O rio que corre pela minha aldeia não é um rio. É um arroio, um riacho, um ribeiro,
um córrego. E o nome dele é Confusão. Dizem as lendas — e as lendas são a face inventiva
da verdade — que os primeiros povoadores da região mineira onde se acha hoje São
Gotardo, divididos em dois grupos, de repente se perderam, confundiram caminhos e
veredas, entraram por onde não deveriam ter entrado, foram quando deveriam ter voltado.

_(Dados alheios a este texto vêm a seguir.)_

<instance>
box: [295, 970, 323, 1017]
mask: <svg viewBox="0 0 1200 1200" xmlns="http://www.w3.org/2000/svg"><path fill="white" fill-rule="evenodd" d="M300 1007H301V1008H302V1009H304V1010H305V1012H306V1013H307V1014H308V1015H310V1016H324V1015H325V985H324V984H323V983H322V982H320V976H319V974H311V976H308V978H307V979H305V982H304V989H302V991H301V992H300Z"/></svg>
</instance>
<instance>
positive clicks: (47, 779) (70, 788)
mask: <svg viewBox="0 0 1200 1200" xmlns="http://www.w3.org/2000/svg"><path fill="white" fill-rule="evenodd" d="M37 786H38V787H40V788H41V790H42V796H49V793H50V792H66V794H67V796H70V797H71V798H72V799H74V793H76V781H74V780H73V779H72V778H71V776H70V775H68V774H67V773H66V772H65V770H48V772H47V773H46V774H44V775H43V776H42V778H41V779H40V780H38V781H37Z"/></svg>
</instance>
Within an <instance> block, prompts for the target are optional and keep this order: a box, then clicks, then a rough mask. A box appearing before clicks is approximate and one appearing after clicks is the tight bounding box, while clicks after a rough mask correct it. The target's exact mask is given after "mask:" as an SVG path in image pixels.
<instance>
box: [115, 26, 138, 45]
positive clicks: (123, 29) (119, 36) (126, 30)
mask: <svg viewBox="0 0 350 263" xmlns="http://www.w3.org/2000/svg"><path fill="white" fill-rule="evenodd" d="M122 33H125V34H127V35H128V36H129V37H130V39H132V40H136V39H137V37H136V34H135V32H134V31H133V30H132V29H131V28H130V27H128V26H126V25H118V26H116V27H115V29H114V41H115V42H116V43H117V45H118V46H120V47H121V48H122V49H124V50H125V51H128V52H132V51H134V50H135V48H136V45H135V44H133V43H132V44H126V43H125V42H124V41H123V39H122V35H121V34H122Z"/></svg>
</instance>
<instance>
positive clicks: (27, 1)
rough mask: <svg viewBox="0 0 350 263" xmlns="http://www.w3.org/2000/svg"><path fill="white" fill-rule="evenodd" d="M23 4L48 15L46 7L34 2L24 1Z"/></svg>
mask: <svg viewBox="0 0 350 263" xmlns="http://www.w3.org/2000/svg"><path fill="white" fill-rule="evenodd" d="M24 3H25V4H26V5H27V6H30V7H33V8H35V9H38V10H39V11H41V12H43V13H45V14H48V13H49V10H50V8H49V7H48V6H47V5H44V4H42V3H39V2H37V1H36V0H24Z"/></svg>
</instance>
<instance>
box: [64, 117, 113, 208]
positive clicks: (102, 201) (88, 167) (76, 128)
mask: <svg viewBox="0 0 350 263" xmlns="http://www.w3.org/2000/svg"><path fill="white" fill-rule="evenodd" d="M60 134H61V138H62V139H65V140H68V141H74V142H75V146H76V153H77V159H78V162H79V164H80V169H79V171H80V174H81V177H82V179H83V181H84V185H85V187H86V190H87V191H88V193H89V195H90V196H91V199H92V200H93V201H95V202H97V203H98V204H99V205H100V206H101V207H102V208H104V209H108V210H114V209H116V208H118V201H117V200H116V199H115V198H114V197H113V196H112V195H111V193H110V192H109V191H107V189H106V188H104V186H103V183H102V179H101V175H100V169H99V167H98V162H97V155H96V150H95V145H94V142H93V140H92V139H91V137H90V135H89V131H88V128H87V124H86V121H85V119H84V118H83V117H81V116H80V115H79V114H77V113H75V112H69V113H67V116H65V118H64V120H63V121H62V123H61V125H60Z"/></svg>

Tenho, assim, nas minhas origens, na imagem desses viajantes extraviados, razões e
motivos topográficos, geográficos ou simbólicos para o jogo e o simulacro, para confundir
as pistas e embaralhar os rumos. Tal como aqueles primeiros exploradores da região onde
nasceu a minha cidade, aprendi que a literatura, como eu a entendo, se alimenta dos
caminhos embaralhados, que ela é um jogo no interior do idioma, um jogo no qual o
melhor lance (ou o mais prazeroso) é o perder-se, é estar onde não se previa, é andar como
quem extravia. Diria mais: escrever, para mim, é sempre usar bússolas enlouquecidas.
Nas vésperas dos meus 53 anos, vejo-me estética e ideologicamente um escritor
mínimo, um escritor mínimo no corpo de um homem mínimo. Embora desde os vinte e
poucos eu sobreviva da palavra — como repórter, redator, revisor e tantos outros ofícios
afins ou tangentes ao exercício da palavra —, exerço até hoje a minha escrita como aqueles
primeiros exploradores topograficamente desmemoriados do antigo Arraial da Confusão, lá
onde os altiplanos do cerrado mineiro, de repente, de modo abrupto, formam um vale, um
corte, uma incisão na geografia. Volto então a insistir: para mim, escrever é se perder e
entendo o escritor como um estrangeiro e a literatura como um estado de estrangeiridade.
Digo mais: os pés humanos são também escreventes e andar é igualmente um modo de
escrever. Daí eu não encontrar diferenças de princípio entre o transeunte a pé no corpo das
cidades e o escritor no seu espaço íntimo.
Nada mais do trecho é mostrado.